# find all the solutions: chinese remainder + fermat theorem

I have following congruences, in first congruence I know I have to use the Fermat theorem for finding the solution but I couldn't understand how, because most of the samples in internet using some numbers instead of x. could somebody please explain it for me in simple way?

1) $x^2 \equiv 1 \pmod{3}$

$3x \equiv 6 \pmod{15}$

2) what about the following case? $x^3 \equiv 1 \pmod{3}$

by the way I know this link but as I said it explain by numbers.

• @Timbuc. I know also x2≡1(3) = x≡(+ - )1(3) and x≡−1(3)=x≡2(3) but why? what about if I have x4≡1(5)?
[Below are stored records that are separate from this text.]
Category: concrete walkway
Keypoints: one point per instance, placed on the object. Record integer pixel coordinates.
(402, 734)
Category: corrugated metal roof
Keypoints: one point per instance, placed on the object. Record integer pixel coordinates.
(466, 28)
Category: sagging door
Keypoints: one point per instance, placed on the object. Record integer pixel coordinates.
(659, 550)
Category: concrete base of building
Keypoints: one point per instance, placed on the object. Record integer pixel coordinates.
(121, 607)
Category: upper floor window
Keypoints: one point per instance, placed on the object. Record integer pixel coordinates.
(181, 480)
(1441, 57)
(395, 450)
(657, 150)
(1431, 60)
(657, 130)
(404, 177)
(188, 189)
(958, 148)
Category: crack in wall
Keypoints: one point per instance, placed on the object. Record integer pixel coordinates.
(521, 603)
Apr 29, 2015 at 8:36
• You can write $3x\equiv 6 (15)$ in the expanded equivalent form $3x=6+15n$ - can you solve that for $x$ Apr 29, 2015 at 8:37
• Note that $3x\equiv6\bmod{15}$ is the same as $x\equiv2\bmod5$. Apr 29, 2015 at 9:51

For (1) You know by fermat's little theorem that $x$ must be coprime with $3$ and so you have $x=1,2$ and so $x \equiv 1 \pmod 3 \space \textbf{or} \space x \equiv 2 \pmod3$ And you can even try it $1^2 \equiv 1 \pmod3$ $\space$ and $\space$ $2^2 \equiv \pmod 3$

now you have $3x \equiv 6 \pmod{15}$

And since $3,6$ and $15$ are all divisible by $3$ then You can divide the congruence by $3$ to get $x \equiv 2 \pmod5$ Now how can you use the Chinese remainder theorem ?

the answer is any x =2+5(3k) or x=2+5(1+3k). For the second equation gives x-2=5k or x=2+5k and upon squaring we get k=0 or 1 mod 3. The result follows.